The NOMA-Black Spectacles collaboration comes as the architecture profession faces intense scrutiny over its striking lack of racial diversityan enduring condition that lays bare a host of underlying equity issues in the licensing process. As AN has previously reported, NCARB’s own data suggests that around 81 percent of those who completed the ARE in 2019 were white. 

While diversity in the early stages of professional development has improved steadily in recent years, architects reaching the more advanced levels of professional licensure are still overwhelmingly white. About 89 percent of architects who hold NCARB Certificates, which allow them to apply for reciprocal licensure in all 55 combined U.S. states and territories, identify as white.

Through their partnership, NOMA and Black Spectacles aim to remove some of the barriers that prevent architects of color, and particularly Black architects, from completing the registration process.
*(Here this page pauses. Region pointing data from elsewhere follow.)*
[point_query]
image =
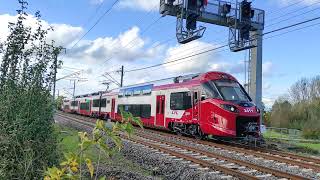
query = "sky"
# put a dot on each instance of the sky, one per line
(124, 37)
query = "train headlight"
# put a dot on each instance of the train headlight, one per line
(229, 107)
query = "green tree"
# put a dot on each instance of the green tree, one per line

As of 2018, non-white designers were 25 percent more likely to halt the licensure process than white candidates, and many fault NCARB’s expensive and time-consuming examination procedures for such discrepancies.

In addition to the test preparation materials provided by Black Spectacles, former NOMA president Kimberly Dowdell hopes that the organization’s vast professional networks will provide support to young designers pursuing licensure: “We encourage our licensure candidates to form study groups and help one another while tapping into the resources that NOMA has to offer, both formally and informally, via mentorship.”

For Black Spectacles founder Marc Teer, FAIA, the partnership marks one step in a long-standing effort to “democratize the learning process” while “fostering an inclusive future” for the architecture industry. If the resource push is successful, NOMA and Black Spectacles may help the American Institute of Architects (AIA) achieve its goal of doubling the number of registered Black architects by 2030.